How Failure Injection Works
We will use Gunnar Grosch’s (@GunnarGrosch) failure-lambda library for the actual failure injection. We need to wrap our Lambda function handler using this library. (De-)activating the failure injection is done by writing the configuration to the AWS System Manager (SSM) Parameter Store configured for that Lambda function.
The failure-lambda library has several failure injection modes: adding latency, throwing an exception, returning a fixed status code, filling disk space, and denying access to network hosts.
These modes are mutually exclusive, and the best practice is to write an attack for each mode to avoid an over-complex attack configuration. This post will focus on returning a fixed status code when the Lambda function is called.
How Actions work
The extension must provide several endpoints to control the action. We should implement them stateless and not hold any state in the extension. We can return a state from the endpoints, which is included on subsequent calls.
Besides the state, the endpoints may return log messages for the agent log, metrics, or artifacts, which will be attached to the experiment. Those are useful if you want to write actions that integrate with other tools, e.g., load testing or observability, but we won't need that here.
The endpoints reflect an action's lifecycle:
Prepare: This is called just before the action should start and receives the action parameter values and target information.
We can do preparatory work here, but it should not cause harmful side effects.
The most important part is to return a state, which will later be passed to the start and stop endpoint.
Start: When this endpoint is called, we should inject the actual failure.
Status: This endpoint is optional.
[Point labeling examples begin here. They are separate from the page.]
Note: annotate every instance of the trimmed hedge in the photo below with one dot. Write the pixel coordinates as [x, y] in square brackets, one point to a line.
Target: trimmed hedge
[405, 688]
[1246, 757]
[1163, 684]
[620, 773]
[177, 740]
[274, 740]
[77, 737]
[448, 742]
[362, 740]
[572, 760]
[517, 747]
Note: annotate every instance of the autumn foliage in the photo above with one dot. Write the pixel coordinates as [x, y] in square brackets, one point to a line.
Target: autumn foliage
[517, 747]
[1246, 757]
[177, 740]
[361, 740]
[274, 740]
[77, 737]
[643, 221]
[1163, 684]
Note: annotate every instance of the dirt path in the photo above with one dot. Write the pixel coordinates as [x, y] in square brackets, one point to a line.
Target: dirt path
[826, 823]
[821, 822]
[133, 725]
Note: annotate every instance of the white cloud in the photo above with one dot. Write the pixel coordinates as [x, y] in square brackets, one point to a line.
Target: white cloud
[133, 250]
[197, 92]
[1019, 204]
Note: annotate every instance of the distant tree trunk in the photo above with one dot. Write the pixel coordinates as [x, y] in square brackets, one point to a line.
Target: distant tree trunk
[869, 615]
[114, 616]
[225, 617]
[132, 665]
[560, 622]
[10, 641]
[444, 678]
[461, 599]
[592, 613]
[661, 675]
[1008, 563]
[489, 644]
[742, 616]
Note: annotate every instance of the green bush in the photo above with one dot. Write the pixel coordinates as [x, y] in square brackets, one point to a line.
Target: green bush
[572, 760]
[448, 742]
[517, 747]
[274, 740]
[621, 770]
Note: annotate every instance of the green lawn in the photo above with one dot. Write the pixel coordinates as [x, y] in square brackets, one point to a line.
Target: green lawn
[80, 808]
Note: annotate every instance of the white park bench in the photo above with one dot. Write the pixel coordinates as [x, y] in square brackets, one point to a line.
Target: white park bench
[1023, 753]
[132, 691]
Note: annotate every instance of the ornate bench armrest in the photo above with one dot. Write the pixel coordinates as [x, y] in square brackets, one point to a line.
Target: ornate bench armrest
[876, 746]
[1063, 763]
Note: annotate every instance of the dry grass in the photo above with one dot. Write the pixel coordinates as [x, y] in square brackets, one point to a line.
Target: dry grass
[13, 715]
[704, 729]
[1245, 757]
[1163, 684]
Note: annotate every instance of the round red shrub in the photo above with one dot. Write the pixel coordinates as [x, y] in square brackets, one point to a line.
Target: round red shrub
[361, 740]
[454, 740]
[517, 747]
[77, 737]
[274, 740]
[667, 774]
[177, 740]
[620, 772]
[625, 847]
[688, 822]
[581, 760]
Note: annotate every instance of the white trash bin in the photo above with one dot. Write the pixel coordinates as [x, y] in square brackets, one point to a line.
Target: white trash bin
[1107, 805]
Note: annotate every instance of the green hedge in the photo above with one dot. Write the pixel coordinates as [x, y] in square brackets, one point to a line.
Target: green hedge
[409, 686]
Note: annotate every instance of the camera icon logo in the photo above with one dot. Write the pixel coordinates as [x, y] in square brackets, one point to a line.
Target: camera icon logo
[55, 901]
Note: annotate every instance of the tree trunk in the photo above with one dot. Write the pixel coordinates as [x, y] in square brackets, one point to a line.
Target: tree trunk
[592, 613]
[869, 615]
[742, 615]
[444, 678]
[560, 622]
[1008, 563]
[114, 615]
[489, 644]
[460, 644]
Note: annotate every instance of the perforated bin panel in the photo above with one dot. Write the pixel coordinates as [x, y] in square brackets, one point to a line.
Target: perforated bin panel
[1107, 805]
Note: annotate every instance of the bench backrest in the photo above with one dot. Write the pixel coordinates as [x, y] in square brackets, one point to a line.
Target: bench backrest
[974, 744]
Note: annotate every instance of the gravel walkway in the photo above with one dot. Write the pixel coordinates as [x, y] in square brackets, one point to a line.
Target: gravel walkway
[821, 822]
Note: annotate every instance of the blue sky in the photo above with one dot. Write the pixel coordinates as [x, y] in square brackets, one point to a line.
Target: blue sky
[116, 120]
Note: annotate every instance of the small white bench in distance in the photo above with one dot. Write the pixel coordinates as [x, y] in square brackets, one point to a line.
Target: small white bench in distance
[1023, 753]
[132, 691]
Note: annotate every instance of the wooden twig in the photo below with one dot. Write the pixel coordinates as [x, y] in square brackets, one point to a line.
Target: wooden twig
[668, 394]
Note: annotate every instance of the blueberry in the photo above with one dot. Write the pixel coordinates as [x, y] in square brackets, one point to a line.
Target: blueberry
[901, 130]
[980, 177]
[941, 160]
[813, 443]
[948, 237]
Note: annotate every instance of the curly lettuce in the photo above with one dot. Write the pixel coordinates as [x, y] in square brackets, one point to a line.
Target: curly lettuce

We can use this to return metrics/artifacts/log messages while the action is running or to indicate the end of the action. As we know the exact duration before the action, we don't need to implement this.
Stop: This is called to stop the action and should roll back any effects. It will even be called when the request to start fails for some reason.
Implementing the Prepare endpoint
In the prepare endpoint, we compute the state for the start and stop using the action configuration and target information.
For the Lambda failure injection, extracting the SSM Parameter name and computing its value is the configuration for failure lambda. We implement the prepare handler in extlambda/action.go:
Implementing the Start endpoint
We use the state we get passed in from the prepare lifecycle step and put the failure injection config into the SSM Parameter value using the PutParameter() API call. When the Lambda function is called next time, it picks up that configuration. (start handler in extlambda/action.go)
Implementing the Stop endpoint
We need to remove the SSM parameter using DeleteParameter(), so the next time the Lambda function executes, it won't inject the failure. If the start fails, the stop will be called nevertheless - so we ignore when the parameter is not found. (stop handler in extlambda/action.log)
Providing Descriptive Metadata for Users
As for the discovery we implemented in part 2, the platform knows nothing about the action. So we provide some metadata for the action.
For the id, we use the
targetID with a suffix. The id has to be unique for your Steadybit instance. And we also classify the action as an attack, so the platform and users know it might cause harm.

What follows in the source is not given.